Repositioning of the β-Blocker Carvedilol as a Novel Autophagy Inducer That Inhibits the NLRP3 Inflammasome.

机构信息

National Defense Medical Center, Graduate Institute of Life Sciences, Taipei, Taiwan.

Department of Laboratory Medicine, Linsen, Chinese Medicine and Kunming Branch, Taipei City Hospital, Taipei, Taiwan.

出版信息

Front Immunol. 2018 Aug 22;9:1920. doi: 10.3389/fimmu.2018.01920. eCollection 2018.

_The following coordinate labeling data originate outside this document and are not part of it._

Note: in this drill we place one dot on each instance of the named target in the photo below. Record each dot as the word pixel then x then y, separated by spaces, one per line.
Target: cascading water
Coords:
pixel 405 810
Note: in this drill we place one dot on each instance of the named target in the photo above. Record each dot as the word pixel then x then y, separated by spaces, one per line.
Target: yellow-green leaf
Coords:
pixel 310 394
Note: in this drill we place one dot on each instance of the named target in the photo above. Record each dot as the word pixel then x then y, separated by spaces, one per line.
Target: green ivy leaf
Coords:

DOI:10.3389/fimmu.2018.01920
PMID:30186288
原文链接:https://pmc.ncbi.nlm.nih.gov/articles/PMC6113403/
Abstract

The NLRP3 inflammasome is a multiprotein complex that plays a key role in the innate immune system, and aberrant activation of this complex is involved in the pathogenesis of inflammatory diseases. Carvedilol (CVL) is an α-, β-blocker used to treat high blood pressure and congestive heart failure; however, some benefits beyond decreased blood pressure were observed clinically, suggesting the potential anti-inflammatory activity of CVL. In this report, the inhibitory potential of CVL toward the NLRP3 inflammasome and the possible underlying molecular mechanisms were studied. Our results showed that CVL attenuated NLRP3 inflammasome activation and pyroptosis in mouse macrophages, without affecting activation of the AIM2, NLRC4 and non-canonical inflammasomes. Mechanistic analysis revealed that CVL prevented lysosomal and mitochondrial damage and reduced ASC oligomerization. Additionally, CVL caused autophagic induction through a Sirt1-dependent pathway, which inhibited the NLRP3 inflammasome. In the mouse model of NLRP3-associated peritonitis, oral administration of CVL reduced (1) peritoneal recruitment of neutrophils; (2) the levels of IL-1β, IL-18, active caspase-1, ASC, IL-6, TNF-α, MCP-1, and CXCL1 in the lavage fluids; and (3) the levels of NLRP3 and HO-1 in the peritoneal cells. Our results indicated that CVL is a novel autophagy inducer that inhibits the NLRP3 inflammasome and can be repositioned for ameliorating NLRP3-associated complications.

摘要

NLRP3 炎性小体是一种多蛋白复合物,在先天免疫系统中发挥关键作用,该复合物的异常激活与炎症性疾病的发病机制有关。卡维地洛(CVL)是一种用于治疗高血压和充血性心力衰竭的α-、β-受体阻滞剂;然而,临床上观察到一些除了降低血压之外的益处,这表明 CVL 具有潜在的抗炎活性。在本报告中,研究了 CVL 对 NLRP3 炎性小体的抑制潜力及其可能的潜在分子机制。我们的结果表明,CVL 可减弱小鼠巨噬细胞中 NLRP3 炎性小体的激活和细胞焦亡,而不影响 AIM2、NLRC4 和非经典炎性小体的激活。机制分析表明,CVL 可防止溶酶体和线粒体损伤并减少 ASC 寡聚化。此外,CVL 通过 Sirt1 依赖性途径引起自噬诱导,从而抑制 NLRP3 炎性小体。在 NLRP3 相关腹膜炎的小鼠模型中,CVL 的口服给药可降低:(1)腹膜中性粒细胞募集;(2)灌洗液中 IL-1β、IL-18、活性 caspase-1、ASC、IL-6、TNF-α、MCP-1 和 CXCL1 的水平;和(3)腹膜细胞中 NLRP3 和 HO-1 的水平。我们的结果表明,CVL 是一种新型自噬诱导剂,可抑制 NLRP3 炎性小体,并可重新定位以改善 NLRP3 相关并发症。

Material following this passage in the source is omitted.